In support of its motion to dismiss, the City Defendants argue that (1) the City is immune from suit because it assume no special duty to the Plaintiff and (2) if there is a duty, it did not trigger because Plaintiff is unable to show reliance.

As a general rule, a municipality owes no special duty to provide police protection to a particular individual unless that individual has established a special relationship with the municipality (Cuffy v City of New York, 69 NY2d 255). A special relationship can be formed when the municipality voluntarily assumes a duty that generates justifiable reliance by the person who benefits from the duty (see Florence v Goldberg, 44 NY2d 189 [1975]). In Florence, supra, the Court found that a

special duty arises to children for whom the City has assumed the responsibility of providing crossing guards.
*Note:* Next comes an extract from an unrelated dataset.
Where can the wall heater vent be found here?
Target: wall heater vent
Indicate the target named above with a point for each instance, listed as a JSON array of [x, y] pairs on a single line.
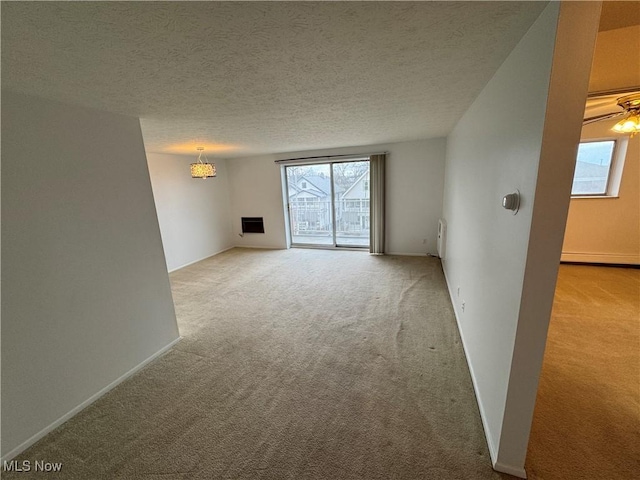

Here, the Court finds that the City, by providing the school crossing officer at the intersection during school hours, assumed a special duty to provide due care to protect the students. Therefore, the Court finds that the City assumed a special duty to the Plaintiff. Accordingly, the City has failed to meet their prima facie burden of showing entitlement to summary judgment relief.

However, the City contends that even if the special duty exception exists, Plaintiff cannot show justifiable reliance on the school crossing guard because the Infant/Plaintiff does not remember the accident.

However, the Court finds that once it has been established that a special duty exist, for summary judgment purposes, the burden is on the City to show that there is no issue of fact that the duty did not trigger. Once the City can establish no reliance, the burden will shift to Plaintiff to show reliance (see Rosado v Alhati, 83 AD3d 593). In Rosado, the Court granted summary judgment to the City where an assigned crossing guard was absent from the post after the City established that the parent knew that no cross guard was present. The Court found that the burden shifted to the plaintiff to raise an issue of fact of justifiable reliance (see Rosado v Alhati, supra).

Here, the City has failed to establish that the Plaintiff did not rely on the crossing guard's presence. The Infant/Plaintiff, a seventh grader, suffered a blow to her head, resulting in her having no memory of the incident. However, her memory of the incident is not dispositive of the issue, since reliance can be determined in other ways (see Branch v Stehr, 93AD2d 849, 850[1983].

Accordingly, the Court finds that the City has failed to established its prima facie entitlement to summary judgment as a matter of law. Therefore, the City's motion to dismiss is hereby denied. [*4]

This constitutes the decision and order of the Court.